3

I have the following two table E and G.

create table E(K1 int, K2 int primary key (K1, K2))

insert E 
values (1, 11), (1, 20), (2, 10), (2, 30), (3, 10), (3, 30), 
    (4, 100), (5, 200), (6, 200),
    (7, 300), (8, 300), (9, 310), (10, 310), (10, 320), (11, 320), (12, 330)

create table G(GroupID varchar(10), K1 int primary key)

insert G 
values ('Group 1', 1), ('Group 1', 2), ('Group 2', 4), ('Group 2', 5),
       ('Group 3', 8), ('Group 3', 9), ('Group 3', 12)

I need to a view - giving a K2 number, find all related K1. The "related K1" is defined:

  1. All K1s have the same K2 in table E. For example, 2 and 3 in E are related because both records have K2 of 10. ((2, 10), (3, 10)).

  2. All K1s have the same GroupID in table G. For example, the K1 of 1 and 2 are both in group Group 1.

So querying the following view

select K1 from GroupByK2 where K2 = 200 -- or 100

should return

4
5
6

because both (5, 200) and (6, 200) have the same K2. And the 4 and 5 of (4, 100) and (5, 200) are both in 'Group 2'.

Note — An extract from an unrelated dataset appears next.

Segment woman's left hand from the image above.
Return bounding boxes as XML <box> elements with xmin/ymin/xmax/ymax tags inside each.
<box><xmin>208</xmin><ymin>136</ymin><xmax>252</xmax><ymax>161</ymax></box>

And select K1 from GroupByK2 where K2 = 300 -- or 310, 320, 330 should return 7, 8, 9, 10, 11, 12.

View:

create view GroupByK2
as
with cte as (
    select E.*, K2 K2x from E
    union all
    select E.K1, E.K2, cte.K2x
    from cte 
        join G on cte.K1 = G.K1
        join G h on h.GroupID = G.GroupID
        join E on E.K1 = h.K1 and E.K1 <> cte.K1
    where not exists (select * from cte x where x.k1 = G.k1 and x.K2 = G.K2) -- error
)
select *
from cte;

However, the SQL has the error of

Recursive member of a common table expression 'cte' has multiple recursive references?

ca9163d9
  • 27,283
  • 64
  • 210
  • 413

1 Answers1

1

Scratched my head over this one a bit, but here is a working, although highly inefficient solution...

You correctly tried to eliminate joining the original rows back to avoid the cyclic recursion, but it won't work due to 2 reasons:

  1. As the error stated, you can't reference the recursive member more than once
  2. Even if you could, at each recursion, the recursive set consists only of the output of the previous recursion, so you wouldn't be able to eliminate the cycles from earlier recursions anyway.

My solution avoids that in a "less than optimal" way, it simply includes all the rows with the cycles, but limits the recursion level to a hard number (5 in the example, but you can parameterize it as well) to avoid the endless recursion, and only at the final query, eliminates the duplicates with a group by.

This may or not work for you depending on the depth of the hierarchy. It creates tons of redundant work, and I doubt it will scale, but YMMV. I addressed it as a logical puzzle :-)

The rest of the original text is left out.